To visualize the network topology implied by the correlation structure, the authors build minimum spanning trees (MSTs) from both the market‑cap and transaction‑count matrices. The MST derived from market‑cap fluctuations exhibits a classic scale‑free architecture: a few “hub” collections (e.g., CryptoPunks, Bored Ape Yacht Club) possess a disproportionately high degree, while the majority of nodes are peripheral. This hub‑spoke pattern reflects a nascent “core‑periphery” organization where large, well‑known NFTs anchor market movements. In contrast, the MST based on transaction counts is more evenly connected, lacking dominant hubs, which indicates that trading activity is more diffusely spread across many smaller collections.

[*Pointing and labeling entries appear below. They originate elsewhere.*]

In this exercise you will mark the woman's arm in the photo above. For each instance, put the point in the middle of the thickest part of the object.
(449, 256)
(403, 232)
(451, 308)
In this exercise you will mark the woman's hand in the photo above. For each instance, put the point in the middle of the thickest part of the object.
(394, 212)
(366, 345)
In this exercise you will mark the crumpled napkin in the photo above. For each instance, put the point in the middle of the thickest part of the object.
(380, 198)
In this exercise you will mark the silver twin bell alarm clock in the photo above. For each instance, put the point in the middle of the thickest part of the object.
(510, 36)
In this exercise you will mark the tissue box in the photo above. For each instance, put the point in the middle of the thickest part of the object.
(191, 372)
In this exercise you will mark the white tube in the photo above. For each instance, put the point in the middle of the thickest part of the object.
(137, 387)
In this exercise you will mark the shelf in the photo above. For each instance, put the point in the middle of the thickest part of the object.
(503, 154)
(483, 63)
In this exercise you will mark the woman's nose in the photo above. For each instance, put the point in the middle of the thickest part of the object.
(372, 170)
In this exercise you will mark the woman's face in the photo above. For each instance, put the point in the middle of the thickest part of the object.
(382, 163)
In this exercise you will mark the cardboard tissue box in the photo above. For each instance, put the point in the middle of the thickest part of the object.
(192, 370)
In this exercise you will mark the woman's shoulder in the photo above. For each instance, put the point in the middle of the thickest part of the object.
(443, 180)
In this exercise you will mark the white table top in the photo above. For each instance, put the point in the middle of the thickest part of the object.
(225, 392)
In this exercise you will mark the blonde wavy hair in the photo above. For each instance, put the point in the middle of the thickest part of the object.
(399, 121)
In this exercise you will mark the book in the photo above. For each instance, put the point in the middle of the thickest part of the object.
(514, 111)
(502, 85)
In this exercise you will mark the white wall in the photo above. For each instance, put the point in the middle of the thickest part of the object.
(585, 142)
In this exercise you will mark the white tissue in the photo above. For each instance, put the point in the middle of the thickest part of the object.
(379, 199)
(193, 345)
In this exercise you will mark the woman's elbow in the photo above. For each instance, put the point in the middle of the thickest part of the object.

Overall, the study concludes that the NFT market is considerably less correlated than traditional equity, bond, or even major cryptocurrency markets, with most observed relationships attributable to statistical noise. However, the existence of a few significant eigenvalues and the high‑frequency DCCA correlations reveal that non‑trivial, short‑term collective behavior does exist, driven by speculative dynamics and shared external events. The differing MST structures for capitalization versus transaction volume further highlight distinct underlying mechanisms—value concentration versus activity dispersion. The authors suggest that as regulatory frameworks mature, market participants gain better valuation tools, and platform standards evolve, the correlation structure may become stronger and the market more efficient, potentially transitioning from a noise‑dominated regime toward one with clearer, longer‑term inter‑asset linkages.